He went to his room, his mind working while his feet kept moving, and found himself pacing back to the hall. The rain grew heavier and so did his thoughts. He had no idea how fine a line there was between like and love, between necessity and longing-- a finer line than he had ever imagined.

Thunder rolled overhead, and he gripped the cell phone. She would call. Instead of panicking and retreating into herself, she would call.

If he called her, she might think he'd changed his mind about the kiss. He hadn't, and he didn't think she would now anyway, but that was beside the point. The point was, he was getting too close to her. He had to back off.

Struggling with those thoughts, Terry went to his office and buried himself with paperwork, email-- anything to keep busy and to stop from thinking about her.

Night came, and Terry went to bed with a book, hoping to distract himself from Maddie. She chased his thoughts no matter what he did, where he went to escape them. She kept tugging him back with those soft lips, the sound of her voice when she told him that she liked him. After nearly an hour of staring at the same page, Terry tossed the book aside and tried to sleep.

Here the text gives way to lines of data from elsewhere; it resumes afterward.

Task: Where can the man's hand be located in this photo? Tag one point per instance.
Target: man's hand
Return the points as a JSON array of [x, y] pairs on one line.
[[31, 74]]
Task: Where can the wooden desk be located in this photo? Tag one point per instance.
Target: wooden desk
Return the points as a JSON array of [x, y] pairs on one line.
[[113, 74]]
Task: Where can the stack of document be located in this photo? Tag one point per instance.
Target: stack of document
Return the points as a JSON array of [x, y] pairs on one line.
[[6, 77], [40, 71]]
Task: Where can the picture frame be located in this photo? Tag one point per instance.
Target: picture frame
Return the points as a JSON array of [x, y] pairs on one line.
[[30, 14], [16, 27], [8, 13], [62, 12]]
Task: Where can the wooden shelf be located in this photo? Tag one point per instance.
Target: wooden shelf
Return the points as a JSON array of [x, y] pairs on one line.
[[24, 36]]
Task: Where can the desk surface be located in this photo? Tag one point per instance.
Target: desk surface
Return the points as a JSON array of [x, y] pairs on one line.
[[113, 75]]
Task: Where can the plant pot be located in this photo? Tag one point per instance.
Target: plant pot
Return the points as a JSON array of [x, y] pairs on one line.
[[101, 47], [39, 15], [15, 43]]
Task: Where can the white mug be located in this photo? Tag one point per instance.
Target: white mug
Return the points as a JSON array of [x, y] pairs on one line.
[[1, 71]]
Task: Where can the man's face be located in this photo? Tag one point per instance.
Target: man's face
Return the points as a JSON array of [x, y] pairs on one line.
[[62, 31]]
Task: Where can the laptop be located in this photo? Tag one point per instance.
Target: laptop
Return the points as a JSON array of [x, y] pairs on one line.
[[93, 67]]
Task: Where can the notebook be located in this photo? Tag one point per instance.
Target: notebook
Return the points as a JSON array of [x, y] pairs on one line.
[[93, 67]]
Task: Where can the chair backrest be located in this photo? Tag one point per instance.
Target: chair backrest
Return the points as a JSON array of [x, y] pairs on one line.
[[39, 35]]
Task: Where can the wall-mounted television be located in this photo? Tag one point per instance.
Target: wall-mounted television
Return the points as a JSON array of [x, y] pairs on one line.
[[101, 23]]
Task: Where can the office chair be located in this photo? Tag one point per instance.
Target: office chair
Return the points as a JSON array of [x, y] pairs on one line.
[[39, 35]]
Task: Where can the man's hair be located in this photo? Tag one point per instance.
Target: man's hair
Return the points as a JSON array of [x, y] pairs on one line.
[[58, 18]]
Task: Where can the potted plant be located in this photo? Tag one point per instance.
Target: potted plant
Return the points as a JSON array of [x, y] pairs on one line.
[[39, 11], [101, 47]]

This couldn't possibly be love.

* * * *

Besides the perky woman on the morning news program, the only other thing that told Madison it was morning, was the dim light coming through the living room window. Okay, that, and the clock. She'd fallen asleep on the couch while the TV flickered to a muted broadcast, and hadn't cared enough to reach for the remote and turn on the sound.

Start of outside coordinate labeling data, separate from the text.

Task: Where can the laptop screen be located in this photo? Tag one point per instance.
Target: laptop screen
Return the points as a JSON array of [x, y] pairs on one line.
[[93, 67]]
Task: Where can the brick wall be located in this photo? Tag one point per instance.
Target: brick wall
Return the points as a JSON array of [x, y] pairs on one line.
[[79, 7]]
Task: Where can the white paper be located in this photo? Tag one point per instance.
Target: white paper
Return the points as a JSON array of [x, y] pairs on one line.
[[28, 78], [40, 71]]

She still wore yesterday's clothes, but she didn't care. She hadn't gotten up from the couch all night, except once to use the bathroom, and after that, her world had shrunk to the four walls around her and the silent images moving on the screen.

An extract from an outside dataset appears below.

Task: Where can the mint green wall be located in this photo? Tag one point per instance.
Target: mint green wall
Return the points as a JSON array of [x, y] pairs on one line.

Her hip throbbed, but not as much as when she tried to move. She didn't bother with the acetaminophen. Pain gel sat unopened in the grocery bag on the floor, right where Terry had dropped it. She thought of reaching for it, but if the pain went away, she knew she would cut herself.

No sense in doing that when pain was already so abundant.

She turned to face the ceiling, gasped as she moved her hip. Rain started to beat at the window again. The thermostat hadn't been adjusted like Terry had told her to do, and she was vaguely aware of the cold.

The cell phone on the cushion beside her, began to ring.

"Please go away, Terry."

Squeezing her eyes shut, she jammed fingers into her ears so she couldn't hear. She counted to fifty, opened one ear and then the other, and found the ringing had stopped.

She turned onto her side and nearly screamed with the pain. Clamping her jaw shut, she again tried to force herself to sleep. The bad dreams-- the night terrors, Terry had called them-- made it hard to get much rest. They were worse than usual, and she didn't want to admit it was because of Terry.

Her sweet, wonderful Terry, the replacement for Mr. Darcy. Madison pictured the sitting room once more, tried to hear the hushed sounds of Mr. Bingley and Jane whispering about their engagement, struggled to see the chair by the window where Mr. Davis sat quiet and watching. He watched her-- Madison could almost feel it-- safely distant and smiling, happy in the knowledge that they would never kiss.

Needing more than a kiss, but not wanting to think about it, Madison retreated to the numbness of staring at the muted TV.

* * * *

When the children ran off to play, the adults remained at the breakfast table. Izzy had cleaned the house the day before, had even spent time at the little yellow house to do some last minute tidying. Now everything sat ready and waiting for AJ.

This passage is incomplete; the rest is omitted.